En los últimos años, han surgido reportes de Hepatitis E, enfermedad que comparte los mecanismos de transmisión con la Hepatitis A (fecal-oral). El cometido es establecer y diagnosticar el real impacto de esta “nueva” Hepatitis en nuestro medio.

Es importante destacar, que con la vacunación universal para el virus de la Hepatitis A, se ha logrado la casi erradicación de la enfermedad.

Prevención y concientización

Prevenir la ocurrencia de nuevos casos es fundamental, ya que uno de los objetivos es disminuir el impacto de estas enfermedades en nuestro país. Para ello, es necesaria la concientización, tanto de la población en general, como del personal sanitario y promotores de salud.

Ya ha quedado demostrado, en el caso de la Hepatitis A y B, la eficacia de la vacunación, que integra el Programa Nacional de Vacunaciones.

Actualmente, las pautas internacionales estimulan a que toda persona se realice, por lo menos una vez en su vida, una determinación de infección virus de la Hepatitis C y B. Esta es la única forma de lograr un diagnóstico precoz y tratamiento eficaz de esta problemática.

Asimismo, es importante atender los factores de riesgo para el desarrollo de enfermedades crónicas del hígado, adoptando el concepto de “hepatoprotección”.

En nuestro país, el alcohol es la droga más consumida, y el hábito se adquiere en edades cada vez más tempranas. Su impacto, a mediano plazo, se traduce en daño hepático crónico y evolución a cirrosis, desarrollo de hapatocarcinoma y muerte. Por ende, es imperioso dimensionar la relevancia de este problema, también desde el punto de vista de su incidencia en esta enfermedad.

La obesidad, diabetes y dislipemia, son factores de riesgo para el desarrollo, no sólo de enfermedades cardiovasculares, sino también de cirrosis y hepatocarcinoma. Es primordial estimular y mantener conductas pro-saludables, para, al igual a lo que se ha hecho con el tabaco, lograr un impacto en la salud nacional.
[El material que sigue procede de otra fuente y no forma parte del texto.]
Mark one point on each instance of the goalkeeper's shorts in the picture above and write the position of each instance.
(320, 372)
Por último, subrayar que el trasplante hepático, es un recurso costoso y un verdadero esfuerzo nacional en pos de la salud colectiva. Sin embargo, el promover un estilo de vida saludable y difundir el concepto de “hepatoprotección” logrará, con un costo menor, un impacto positivo en la salud de nuestra población, a través de la prevención de las enfermedades crónicas hepáticas.